The autonomous car disruption is about to be disrupted

autonomous car
Image credit | AndreyPopov

It might come as no surprise but not many people would be willing to pay more – or at least a lot more – for an autonomous car than a traditional one.

In a global survey by AlixPartners, across six key markets and using a respondent base of 6,500 people, the report makes gloomy reading for automotive players thinking that they might get away with big premiums for autonomous offerings and make their money that way.

The stats read like this:

  • The Chinese are only prepared to pay an 8% premium for a fully autonomous vehicle (against the current semi-autonomous offerings)
  • Germany, on the other hand, would pay a 24% premium
  • If ride hailing or robotaxis represented a real cost saving, 84% of Chinese people would consider using such a service
  • Most Chinese and others said they would wait five years after the widespread use of autonomous vehicles before they would consider buying one
  • Most Chinese believe that autonomous cars are inherently safer than traditional ones.

Whilst this survey reads, the first time over, as pedestrian, the impact of these findings is potentially huge.

China is the largest automotive market in the world and the vast majority of its people would rather use a ride sharing service than buy a car. They would pay a tiny premium for an autonomous car – if they did choose to buy one.

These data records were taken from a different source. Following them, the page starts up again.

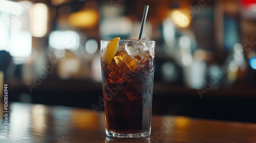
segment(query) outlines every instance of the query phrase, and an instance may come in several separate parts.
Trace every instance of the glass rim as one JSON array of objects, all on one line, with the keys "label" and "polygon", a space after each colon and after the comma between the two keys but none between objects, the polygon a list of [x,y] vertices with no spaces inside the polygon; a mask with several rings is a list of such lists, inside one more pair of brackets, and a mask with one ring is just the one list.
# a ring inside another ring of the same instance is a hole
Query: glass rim
[{"label": "glass rim", "polygon": [[[108,41],[110,41],[111,40],[119,40],[119,42],[120,41],[139,41],[139,40],[138,40],[138,39],[110,39],[110,40],[100,40],[100,42],[108,42]],[[155,41],[154,41],[154,40],[150,40],[150,42],[156,42]]]}]

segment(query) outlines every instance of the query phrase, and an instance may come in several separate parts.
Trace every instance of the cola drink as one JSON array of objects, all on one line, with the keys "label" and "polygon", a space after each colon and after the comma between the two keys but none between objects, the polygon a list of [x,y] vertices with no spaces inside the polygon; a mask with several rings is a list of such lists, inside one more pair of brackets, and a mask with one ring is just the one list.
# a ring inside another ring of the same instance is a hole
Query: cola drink
[{"label": "cola drink", "polygon": [[106,133],[118,137],[148,136],[155,42],[147,38],[120,40],[108,64],[104,55],[109,42],[101,41]]}]

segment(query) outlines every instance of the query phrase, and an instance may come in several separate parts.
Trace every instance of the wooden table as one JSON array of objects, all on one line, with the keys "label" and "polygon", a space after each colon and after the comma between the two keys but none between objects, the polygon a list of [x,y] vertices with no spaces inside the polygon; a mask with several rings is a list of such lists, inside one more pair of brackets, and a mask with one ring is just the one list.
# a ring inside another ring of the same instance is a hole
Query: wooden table
[{"label": "wooden table", "polygon": [[256,142],[256,124],[171,115],[153,116],[150,137],[113,138],[105,135],[102,112],[19,103],[9,103],[5,139],[0,106],[0,142]]}]

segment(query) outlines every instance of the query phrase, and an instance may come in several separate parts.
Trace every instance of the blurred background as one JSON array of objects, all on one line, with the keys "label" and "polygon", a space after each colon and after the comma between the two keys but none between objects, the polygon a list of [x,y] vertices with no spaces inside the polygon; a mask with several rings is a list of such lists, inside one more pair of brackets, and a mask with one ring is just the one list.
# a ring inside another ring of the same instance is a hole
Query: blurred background
[{"label": "blurred background", "polygon": [[153,114],[256,122],[254,0],[0,1],[9,102],[102,110],[100,41],[137,39],[146,4]]}]

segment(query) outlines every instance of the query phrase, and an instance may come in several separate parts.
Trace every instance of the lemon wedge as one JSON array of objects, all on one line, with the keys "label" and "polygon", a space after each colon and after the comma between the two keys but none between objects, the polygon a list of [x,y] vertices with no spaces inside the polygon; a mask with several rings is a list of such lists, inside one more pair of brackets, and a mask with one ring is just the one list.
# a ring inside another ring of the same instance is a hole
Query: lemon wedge
[{"label": "lemon wedge", "polygon": [[110,40],[110,42],[106,45],[105,54],[103,56],[103,59],[104,59],[108,67],[110,66],[111,61],[112,61],[114,56],[116,54],[120,39],[120,37],[115,38]]}]

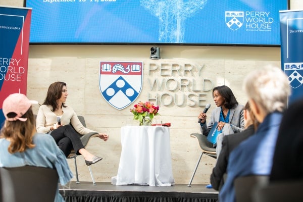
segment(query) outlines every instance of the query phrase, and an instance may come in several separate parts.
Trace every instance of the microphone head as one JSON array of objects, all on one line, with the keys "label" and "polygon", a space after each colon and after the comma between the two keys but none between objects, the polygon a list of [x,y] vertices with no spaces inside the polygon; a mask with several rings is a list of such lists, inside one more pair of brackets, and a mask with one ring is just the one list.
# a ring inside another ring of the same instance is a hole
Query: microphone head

And if that was not enough to send the traditional automotive executives back to the drawing board, they will wait for five years after the roll out of the first wave of autonomous cars – so, say about 10 years from now, at the earliest.

Whichever way you look at it, it is bad news for the automotive industry that thought it could carry on making, well, expensive cars. It looks like the market will not buy them.

It perhaps proves, if proof is needed, that the disruption in the automotive market is creating a fundamental misconception.

The automotive industry believes it is putting computers in cars. The tech industry believes it is putting wheels on computers.

Given the different cost structures and the two industries’ appetite for change and innovation, it doesn’t take a genius to figure out who to put the money on.

While the traditional banks, sorry, automotive companies acquire and merge and try defensive move after defensive move, the tech companies are busy doing what they do best.

Innovating.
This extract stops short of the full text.